As consumers, our everyday lives are overwhelmed by applications that, in order to make our digital experience more intuitive and rewarding, are powered by NLP. The most common ones come in the form of voice-operated GPS systems, digital assistants and chatbots, among others, but NLP also plays an increasingly important role in simplifying critical business processes.
What is natural language processing (NLP)?

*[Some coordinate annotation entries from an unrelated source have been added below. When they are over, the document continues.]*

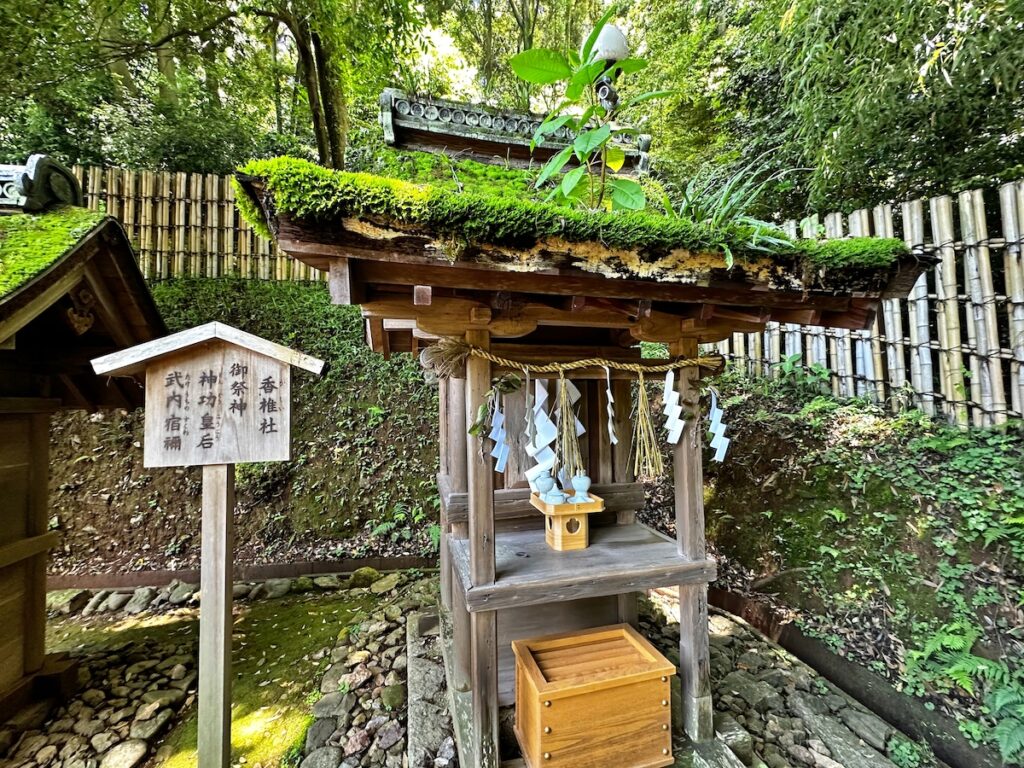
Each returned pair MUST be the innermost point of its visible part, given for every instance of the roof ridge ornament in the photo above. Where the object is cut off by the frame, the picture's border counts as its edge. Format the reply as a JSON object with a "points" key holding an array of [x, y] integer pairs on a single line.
{"points": [[39, 184]]}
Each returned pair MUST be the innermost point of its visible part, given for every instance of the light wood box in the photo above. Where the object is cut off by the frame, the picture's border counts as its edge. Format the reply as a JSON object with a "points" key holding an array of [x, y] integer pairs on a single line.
{"points": [[594, 698], [566, 526]]}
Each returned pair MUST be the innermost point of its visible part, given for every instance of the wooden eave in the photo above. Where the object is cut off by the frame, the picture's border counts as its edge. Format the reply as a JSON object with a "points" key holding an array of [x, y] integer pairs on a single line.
{"points": [[97, 285], [466, 130], [411, 291]]}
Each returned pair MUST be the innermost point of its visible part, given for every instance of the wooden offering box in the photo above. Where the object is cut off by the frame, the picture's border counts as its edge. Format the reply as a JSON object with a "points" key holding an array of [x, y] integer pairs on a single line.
{"points": [[566, 527], [595, 698]]}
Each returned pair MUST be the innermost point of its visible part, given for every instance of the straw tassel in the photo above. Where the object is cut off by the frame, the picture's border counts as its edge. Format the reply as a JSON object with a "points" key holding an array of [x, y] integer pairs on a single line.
{"points": [[646, 452]]}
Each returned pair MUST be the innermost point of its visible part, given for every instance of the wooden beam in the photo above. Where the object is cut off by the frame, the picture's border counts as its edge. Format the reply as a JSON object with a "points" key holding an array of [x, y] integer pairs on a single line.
{"points": [[215, 623], [343, 289], [28, 312], [11, 554], [694, 657], [371, 269], [483, 628], [512, 503], [422, 295]]}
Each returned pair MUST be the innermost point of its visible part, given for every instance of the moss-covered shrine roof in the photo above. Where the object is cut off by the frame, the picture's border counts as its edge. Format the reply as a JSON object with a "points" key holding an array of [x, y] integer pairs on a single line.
{"points": [[471, 204], [30, 244]]}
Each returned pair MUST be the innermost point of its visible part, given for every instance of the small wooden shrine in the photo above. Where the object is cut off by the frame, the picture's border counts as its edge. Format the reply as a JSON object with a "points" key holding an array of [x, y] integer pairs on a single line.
{"points": [[70, 289], [520, 284]]}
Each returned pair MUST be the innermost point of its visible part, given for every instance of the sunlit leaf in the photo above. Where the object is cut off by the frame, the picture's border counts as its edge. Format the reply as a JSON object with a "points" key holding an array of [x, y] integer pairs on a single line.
{"points": [[554, 165], [614, 158], [587, 141], [627, 194], [541, 66]]}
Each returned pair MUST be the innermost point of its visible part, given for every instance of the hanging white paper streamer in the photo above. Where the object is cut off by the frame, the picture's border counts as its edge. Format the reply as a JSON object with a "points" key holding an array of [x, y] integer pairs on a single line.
{"points": [[612, 437], [717, 428], [544, 433], [673, 409], [500, 436]]}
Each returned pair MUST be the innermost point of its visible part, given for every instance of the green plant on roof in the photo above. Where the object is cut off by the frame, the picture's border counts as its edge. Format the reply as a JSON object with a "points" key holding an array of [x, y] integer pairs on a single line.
{"points": [[587, 111], [722, 203], [30, 244]]}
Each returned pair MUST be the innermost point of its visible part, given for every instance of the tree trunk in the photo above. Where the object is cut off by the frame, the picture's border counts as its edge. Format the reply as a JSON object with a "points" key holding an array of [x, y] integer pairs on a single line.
{"points": [[333, 96]]}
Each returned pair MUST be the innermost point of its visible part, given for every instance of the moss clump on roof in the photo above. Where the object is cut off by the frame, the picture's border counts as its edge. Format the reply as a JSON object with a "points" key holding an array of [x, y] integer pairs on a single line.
{"points": [[32, 243], [303, 189]]}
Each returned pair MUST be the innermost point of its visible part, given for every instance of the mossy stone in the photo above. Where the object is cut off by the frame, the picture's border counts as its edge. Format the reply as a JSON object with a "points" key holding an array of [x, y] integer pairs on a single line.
{"points": [[364, 577], [393, 696]]}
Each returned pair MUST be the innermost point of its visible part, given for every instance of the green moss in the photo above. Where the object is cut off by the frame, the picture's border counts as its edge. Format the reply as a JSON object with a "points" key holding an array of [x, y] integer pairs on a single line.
{"points": [[30, 244], [865, 253], [483, 214]]}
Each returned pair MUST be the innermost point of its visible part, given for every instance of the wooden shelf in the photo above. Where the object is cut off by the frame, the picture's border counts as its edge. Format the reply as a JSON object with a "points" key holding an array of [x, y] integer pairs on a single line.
{"points": [[620, 559]]}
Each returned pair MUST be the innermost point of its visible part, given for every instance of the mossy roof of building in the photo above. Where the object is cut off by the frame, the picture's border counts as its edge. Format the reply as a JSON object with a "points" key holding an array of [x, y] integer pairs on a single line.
{"points": [[492, 205], [30, 244]]}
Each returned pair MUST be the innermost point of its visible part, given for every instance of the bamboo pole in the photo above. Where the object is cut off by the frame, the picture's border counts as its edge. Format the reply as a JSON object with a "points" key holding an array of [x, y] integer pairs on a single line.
{"points": [[981, 293], [950, 355], [1012, 206], [921, 335]]}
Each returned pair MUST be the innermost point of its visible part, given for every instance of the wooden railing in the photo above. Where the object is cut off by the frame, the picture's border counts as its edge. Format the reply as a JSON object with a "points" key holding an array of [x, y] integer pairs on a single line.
{"points": [[955, 346], [186, 224]]}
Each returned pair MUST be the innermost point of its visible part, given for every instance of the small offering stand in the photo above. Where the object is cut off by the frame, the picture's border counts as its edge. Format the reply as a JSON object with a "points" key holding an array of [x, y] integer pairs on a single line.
{"points": [[566, 524]]}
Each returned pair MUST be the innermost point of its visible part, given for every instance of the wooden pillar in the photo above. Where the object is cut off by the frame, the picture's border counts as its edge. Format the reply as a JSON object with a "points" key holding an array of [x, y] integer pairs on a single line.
{"points": [[694, 659], [215, 616], [622, 471], [37, 523], [457, 453], [483, 627], [444, 427]]}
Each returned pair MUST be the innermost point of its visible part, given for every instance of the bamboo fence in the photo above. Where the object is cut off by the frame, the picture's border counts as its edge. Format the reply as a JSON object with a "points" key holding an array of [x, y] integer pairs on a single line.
{"points": [[954, 347], [186, 224]]}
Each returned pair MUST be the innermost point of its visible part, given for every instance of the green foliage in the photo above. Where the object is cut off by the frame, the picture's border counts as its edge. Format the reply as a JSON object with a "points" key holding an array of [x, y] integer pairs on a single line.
{"points": [[590, 119], [304, 189], [729, 201], [31, 243], [880, 104], [908, 525]]}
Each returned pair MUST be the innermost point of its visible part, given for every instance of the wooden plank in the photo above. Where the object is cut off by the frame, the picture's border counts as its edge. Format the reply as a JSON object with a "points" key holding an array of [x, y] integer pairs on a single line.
{"points": [[694, 654], [24, 549], [978, 274], [130, 361], [620, 559], [921, 352], [484, 684], [215, 624], [1012, 208], [512, 503], [38, 527], [950, 356], [515, 624], [481, 513]]}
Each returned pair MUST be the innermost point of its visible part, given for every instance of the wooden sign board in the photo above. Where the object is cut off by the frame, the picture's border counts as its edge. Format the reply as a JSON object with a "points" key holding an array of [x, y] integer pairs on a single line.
{"points": [[216, 403]]}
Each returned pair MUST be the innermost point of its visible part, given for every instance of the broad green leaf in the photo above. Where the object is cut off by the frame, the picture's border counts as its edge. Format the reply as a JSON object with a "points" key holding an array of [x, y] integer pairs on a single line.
{"points": [[554, 166], [588, 46], [648, 96], [582, 78], [541, 66], [550, 125], [627, 194], [629, 66], [570, 179], [614, 158], [587, 141]]}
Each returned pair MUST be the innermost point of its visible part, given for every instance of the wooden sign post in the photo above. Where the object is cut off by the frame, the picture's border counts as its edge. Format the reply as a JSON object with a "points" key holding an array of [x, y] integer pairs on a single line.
{"points": [[215, 396]]}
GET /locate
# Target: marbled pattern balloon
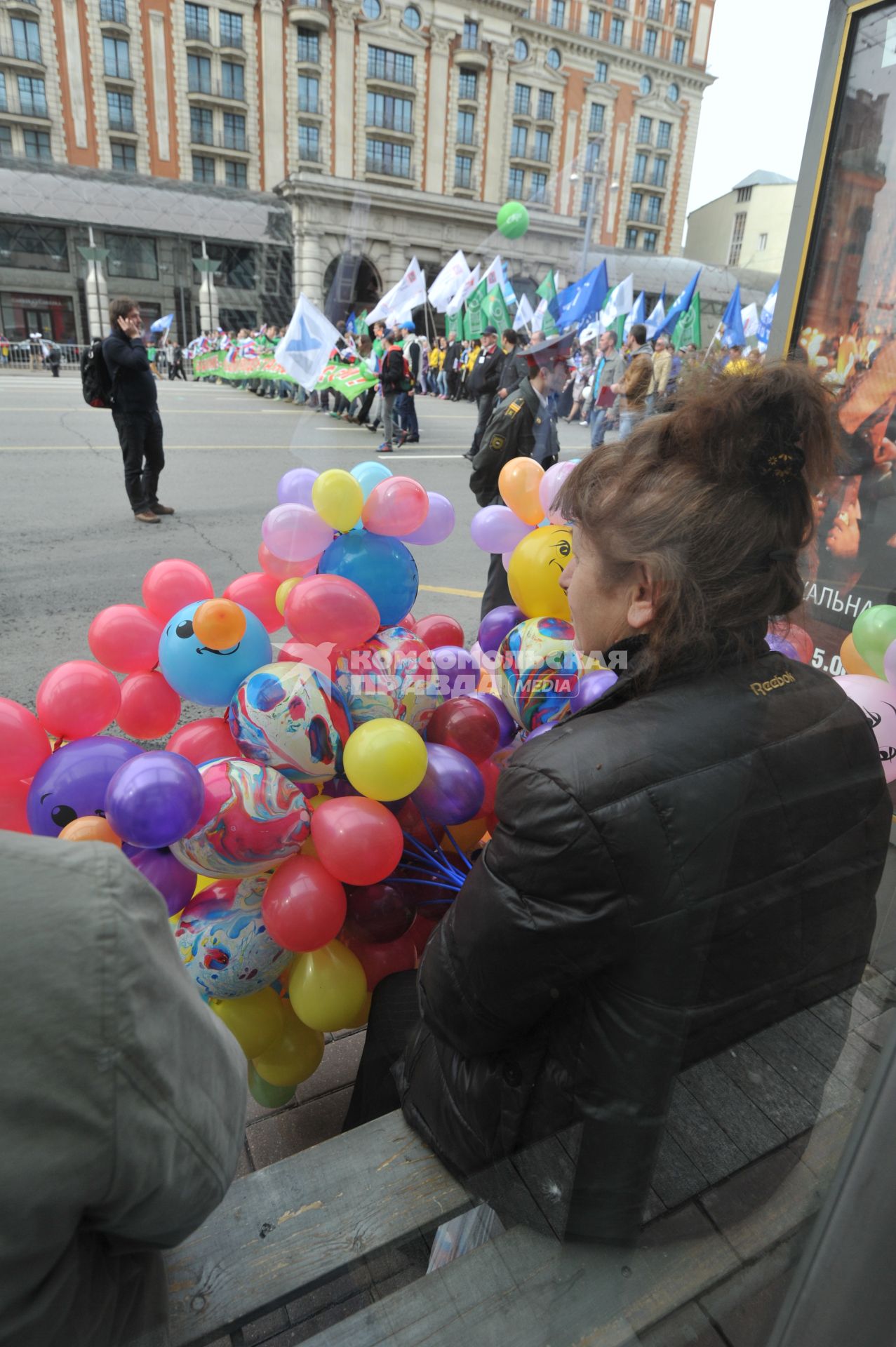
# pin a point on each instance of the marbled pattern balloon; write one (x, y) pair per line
(538, 671)
(224, 942)
(291, 716)
(253, 817)
(389, 678)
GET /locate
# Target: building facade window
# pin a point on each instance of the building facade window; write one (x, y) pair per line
(462, 171)
(394, 67)
(310, 95)
(737, 239)
(199, 74)
(468, 84)
(36, 145)
(231, 29)
(309, 48)
(124, 158)
(116, 58)
(33, 98)
(120, 108)
(26, 39)
(310, 143)
(203, 168)
(386, 158)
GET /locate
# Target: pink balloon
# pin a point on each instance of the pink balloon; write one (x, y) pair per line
(550, 485)
(497, 530)
(126, 639)
(77, 699)
(258, 591)
(295, 532)
(878, 701)
(396, 507)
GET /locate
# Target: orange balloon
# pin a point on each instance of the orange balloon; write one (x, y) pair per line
(92, 827)
(219, 624)
(853, 663)
(518, 484)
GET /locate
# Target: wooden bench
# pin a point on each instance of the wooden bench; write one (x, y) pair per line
(744, 1164)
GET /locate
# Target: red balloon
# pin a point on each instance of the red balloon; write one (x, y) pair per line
(439, 629)
(23, 744)
(330, 608)
(256, 591)
(465, 725)
(77, 699)
(201, 741)
(150, 706)
(357, 840)
(304, 907)
(171, 585)
(281, 570)
(126, 639)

Natural language processing (NLP) is a field of artificial intelligence (AI) that uses cognitive machines to understand, interpret and analyze human language in all its forms. Merging computational linguistics with intelligent statistical models allows computers to process and respond to text or voice data themselves, with the intent and sentiment of the speaker or writer.
How does NLP work and why does it matter?
Using algorithms based on machine learning methods, natural language processing is capable of automatically and almost instantaneously reading and extracting relevant data from unstructured content. Once it has determined which of them are significant for exploitation, NLP will analyze, standardize and summarize them in clean and comparable formats.
In long articles, for example, NLP finds the main idea and ignores all useless content. But beyond synthesis, it helps to clarify complicated texts and identify connections between them; providing a more accurate understanding of the information and bringing standardization, structure and enrichment to texts and narratives.
By breaking down the time and resource barrier of decrypting unstructured content, NLP enables organizations around the world to extract value from data sets with unprecedented efficiency and precision.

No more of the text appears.